Discrete & Continuous Character Evolution · Biogeography · Ancestral Sequences · dN/dS · Branch-Site Models · Convergent Evolution
Reconstructing the evolutionary history of discrete traits (e.g., habitat, diet, flower color, genome feature presence/absence) on a phylogeny.
library(phytools)
# Load tree and trait data
tree <- read.tree("dated_tree.nwk")
trait <- setNames(c("terrestrial","aquatic","terrestrial","aquatic","terrestrial"),
tree$tip.label)
# Fit transition models
fit_ER <- fitMk(tree, trait, model="ER") # equal rates
fit_ARD <- fitMk(tree, trait, model="ARD") # all rates different
fit_SYM <- fitMk(tree, trait, model="SYM") # symmetric
# Compare with AIC
aic_scores <- c(ER=AIC(fit_ER), ARD=AIC(fit_ARD), SYM=AIC(fit_SYM))

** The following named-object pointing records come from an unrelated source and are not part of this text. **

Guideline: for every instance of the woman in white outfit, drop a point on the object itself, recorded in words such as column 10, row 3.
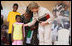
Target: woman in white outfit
column 44, row 28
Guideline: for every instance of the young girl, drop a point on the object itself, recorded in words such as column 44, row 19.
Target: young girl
column 18, row 32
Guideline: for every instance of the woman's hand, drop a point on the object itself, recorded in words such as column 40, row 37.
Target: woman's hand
column 43, row 23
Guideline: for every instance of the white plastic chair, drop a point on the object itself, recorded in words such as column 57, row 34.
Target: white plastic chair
column 63, row 37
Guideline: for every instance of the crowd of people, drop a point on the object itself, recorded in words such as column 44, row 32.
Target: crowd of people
column 28, row 29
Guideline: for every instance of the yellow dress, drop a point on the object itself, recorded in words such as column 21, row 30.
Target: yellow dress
column 17, row 33
column 11, row 20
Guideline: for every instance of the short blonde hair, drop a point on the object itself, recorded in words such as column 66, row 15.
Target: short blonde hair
column 33, row 5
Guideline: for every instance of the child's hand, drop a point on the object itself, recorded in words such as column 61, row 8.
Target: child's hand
column 12, row 40
column 25, row 25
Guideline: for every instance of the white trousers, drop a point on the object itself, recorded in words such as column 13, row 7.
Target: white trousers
column 45, row 35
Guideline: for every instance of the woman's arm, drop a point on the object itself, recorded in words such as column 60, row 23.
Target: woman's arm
column 23, row 31
column 31, row 23
column 12, row 32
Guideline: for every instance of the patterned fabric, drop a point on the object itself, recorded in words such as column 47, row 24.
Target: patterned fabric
column 11, row 19
column 17, row 33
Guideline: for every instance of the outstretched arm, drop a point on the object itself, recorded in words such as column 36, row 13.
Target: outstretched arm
column 12, row 32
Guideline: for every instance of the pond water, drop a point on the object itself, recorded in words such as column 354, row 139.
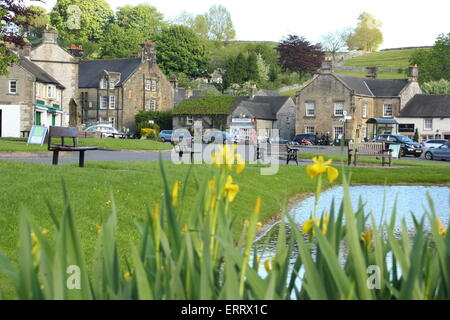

print(aic_scores) # lowest = best
# Stochastic character mapping (SIMMAP)
# Simulates character histories on the tree, accounting for uncertainty
simmaps <- make.simmap(tree, trait, model="ARD", nsim=500)
summary_map <- summary(simmaps)
# Plot with posterior probabilities at nodes
plot(summary_map, fsize=0.7, ftype="i")
add.simmap.legend(colors=setNames(c("brown","blue"),
c("terrestrial","aquatic")), prompt=FALSE)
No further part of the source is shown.